Bug 56684 - java7: java.net.SocketTimeoutException: Accept timed out
Summary: java7: java.net.SocketTimeoutException: Accept timed out
Status: RESOLVED FIXED
Alias: None
Product: Tomcat 6
Classification: Unclassified
Component: Catalina (show other bugs)
Version: 6.0.39
Hardware: PC Linux
: P2 major (vote)
Target Milestone: default
Assignee: Tomcat Developers Mailing List
URL:
Keywords:
Depends on:
Blocks:
 
Reported: 2014-06-30 12:21 UTC by Gustavo Lopes
Modified: 2014-08-05 03:27 UTC (History)
0 users



Attachments

Note You need to log in before you can comment on or make changes to this bug.
Description Gustavo Lopes 2014-06-30 12:21:22 UTC
After upgrading to Java 7, I've noticed some applications fail after about 50 days f (for instance May 8 till June 27).
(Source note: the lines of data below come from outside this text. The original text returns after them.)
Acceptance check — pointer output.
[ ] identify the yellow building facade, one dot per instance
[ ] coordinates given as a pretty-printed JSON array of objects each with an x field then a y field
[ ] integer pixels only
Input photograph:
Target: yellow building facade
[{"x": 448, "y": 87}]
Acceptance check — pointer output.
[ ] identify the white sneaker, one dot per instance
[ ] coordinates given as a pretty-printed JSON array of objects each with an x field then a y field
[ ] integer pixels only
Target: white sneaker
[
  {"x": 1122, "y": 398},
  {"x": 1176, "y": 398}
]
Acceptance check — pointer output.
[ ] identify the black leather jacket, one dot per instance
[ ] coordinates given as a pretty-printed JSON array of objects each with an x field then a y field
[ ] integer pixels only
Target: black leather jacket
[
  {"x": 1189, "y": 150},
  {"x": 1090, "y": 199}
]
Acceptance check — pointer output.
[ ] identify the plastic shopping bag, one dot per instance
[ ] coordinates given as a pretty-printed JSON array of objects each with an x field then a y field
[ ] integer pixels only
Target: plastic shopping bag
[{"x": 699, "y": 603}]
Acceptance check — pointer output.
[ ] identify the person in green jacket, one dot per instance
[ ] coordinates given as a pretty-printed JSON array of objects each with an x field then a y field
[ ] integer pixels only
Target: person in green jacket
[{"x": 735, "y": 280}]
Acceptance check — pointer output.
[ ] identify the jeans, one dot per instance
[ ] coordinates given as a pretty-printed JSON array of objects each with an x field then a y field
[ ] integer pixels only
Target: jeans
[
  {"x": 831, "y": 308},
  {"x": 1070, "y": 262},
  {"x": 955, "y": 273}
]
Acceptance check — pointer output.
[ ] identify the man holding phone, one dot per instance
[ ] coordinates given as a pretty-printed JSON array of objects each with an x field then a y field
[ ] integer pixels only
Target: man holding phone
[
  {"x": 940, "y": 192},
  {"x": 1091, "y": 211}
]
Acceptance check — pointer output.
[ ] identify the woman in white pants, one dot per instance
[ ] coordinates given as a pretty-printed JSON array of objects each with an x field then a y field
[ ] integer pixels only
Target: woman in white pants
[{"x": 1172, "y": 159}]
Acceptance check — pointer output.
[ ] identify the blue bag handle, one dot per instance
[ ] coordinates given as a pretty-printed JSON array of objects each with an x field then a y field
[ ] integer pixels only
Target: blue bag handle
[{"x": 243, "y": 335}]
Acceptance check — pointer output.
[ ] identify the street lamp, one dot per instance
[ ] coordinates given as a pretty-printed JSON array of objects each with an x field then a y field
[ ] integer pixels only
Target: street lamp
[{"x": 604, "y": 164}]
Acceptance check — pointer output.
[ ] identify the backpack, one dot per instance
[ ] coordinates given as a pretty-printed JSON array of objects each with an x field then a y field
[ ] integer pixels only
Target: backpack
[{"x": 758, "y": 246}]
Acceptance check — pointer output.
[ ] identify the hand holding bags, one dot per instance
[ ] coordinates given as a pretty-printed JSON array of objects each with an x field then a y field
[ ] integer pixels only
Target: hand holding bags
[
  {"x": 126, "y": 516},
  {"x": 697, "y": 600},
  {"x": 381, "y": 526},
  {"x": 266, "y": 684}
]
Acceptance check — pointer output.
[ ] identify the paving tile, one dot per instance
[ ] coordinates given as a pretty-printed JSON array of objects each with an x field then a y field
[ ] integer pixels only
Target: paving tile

This is suspiciously close to 2 ^ 32 -1 milliseconds:

Jun 27, 2014 9:24:47 AM org.apache.catalina.core.StandardServer await
SEVERE: StandardServer.await: accept:
java.net.SocketTimeoutException: Accept timed out
        at java.net.PlainSocketImpl.socketAccept(Native Method)
        at java.net.AbstractPlainSocketImpl.accept(AbstractPlainSocketImpl.java:398)
        at java.net.ServerSocket.implAccept(ServerSocket.java:530)
        at java.net.ServerSocket.accept(ServerSocket.java:498)
        at org.apache.catalina.core.StandardServer.await(StandardServer.java:431)
        at org.apache.catalina.startup.Catalina.await(Catalina.java:676)
        at org.apache.catalina.startup.Catalina.start(Catalina.java:628)
        at sun.reflect.NativeMethodAccessorImpl.invoke0(Native Method)
        at sun.reflect.NativeMethodAccessorImpl.invoke(NativeMethodAccessorImpl.java:57)
        at sun.reflect.DelegatingMethodAccessorImpl.invoke(DelegatingMethodAccessorImpl.java:43)
        at java.lang.reflect.Method.invoke(Method.java:606)
        at org.apache.catalina.startup.Bootstrap.start(Bootstrap.java:289)
        at org.apache.catalina.startup.Bootstrap.main(Bootstrap.java:414)
Jun 27, 2014 9:24:47 AM org.apache.coyote.http11.Http11AprProtocol pause
INFO: Pausing Coyote HTTP/1.1 on http-51080
Jun 27, 2014 9:24:47 AM org.apache.coyote.ajp.AjpAprProtocol pause
INFO: Pausing Coyote AJP/1.3 on ajp-51009
Jun 27, 2014 9:24:48 AM org.apache.catalina.core.StandardService stop
INFO: Stopping service Catalina

After this, the application is no longer listening.

I suspect this may be due to a change in behavior in Java. See:

$ $JAVA_HOME/bin/java -version
java version "1.7.0_60"
Java(TM) SE Runtime Environment (build 1.7.0_60-b19)
Java HotSpot(TM) 64-Bit Server VM (build 24.60-b09, mixed mode)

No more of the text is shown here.